Dirk Zoete


° Belgium, 1969

lives and works in Ghent — Belgium


Dirk Zoete participated at Coup de Ville 2016. This text was published in the catalogue.
He also participated at the very first exhibition of WARP in 2006.


‘Mestkoppen’ (Manure Heads) is an enormous model by Dirk Zoete that was shown at the very first exhibition of the art platform Warp, in 2006. In Coup de Ville, the work returns in a somewhat dramatized form. It refers to a self- invented residential series and comprises three dwellings in the shape of heads. The origins go back to a comprehensive series of charcoal drawings with self-portraits. Initially, Zoete wants to produce ‘classical’ portraits based on outer likenesses. Introspection, fantasy and above all the energetic use of his materials lead to alienation and abstraction. A drawing by Zoete is always the first materialization of an idea: a microbe that grows to become a sculpture, animation, performance or large-scale, site-specific project. His artistic practice is associative and improvisatory or, as in jazz music, to be understood as a kind of instant composing.
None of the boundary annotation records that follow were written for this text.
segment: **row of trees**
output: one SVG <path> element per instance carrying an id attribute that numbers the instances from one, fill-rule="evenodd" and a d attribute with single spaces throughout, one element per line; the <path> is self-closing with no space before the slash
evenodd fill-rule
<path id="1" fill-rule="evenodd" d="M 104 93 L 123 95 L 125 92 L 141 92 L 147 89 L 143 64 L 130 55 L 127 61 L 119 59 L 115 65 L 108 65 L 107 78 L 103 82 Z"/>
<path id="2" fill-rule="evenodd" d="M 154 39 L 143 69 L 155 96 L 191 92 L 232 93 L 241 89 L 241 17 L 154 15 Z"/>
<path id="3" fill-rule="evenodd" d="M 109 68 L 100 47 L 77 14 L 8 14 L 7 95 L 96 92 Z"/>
Recurring elements and references are: the theatre, the puppet, the mask, the baton, the skeleton, the giant ... but also Flemish expressionism, Russian constructivism, Oskar Schlemmer or the Wild West. Fantasy, realism and memories slide through and over each other and play at will with the aesthetics of the early 20th century avant-garde. In Coup de Ville, a recurring theme is the phenomenon of the mask, and as an extension to it, concealment and transformation. Appearance and being, fact and fable do not automatically cancel each other out in Dirk Zoete’s work and in this way he creates theatrical truth, a kind of mock reality, constantly being described and rewritten. He does this by means of elementary or archetypal forms, for example, the giant. Although such appearances have been considerably reduced by logic and human ingenuity, everyone recognizes the kind of shapes that Zoete creates. They may not form part of our everyday experiences but they still wonderfully enliven our human condition.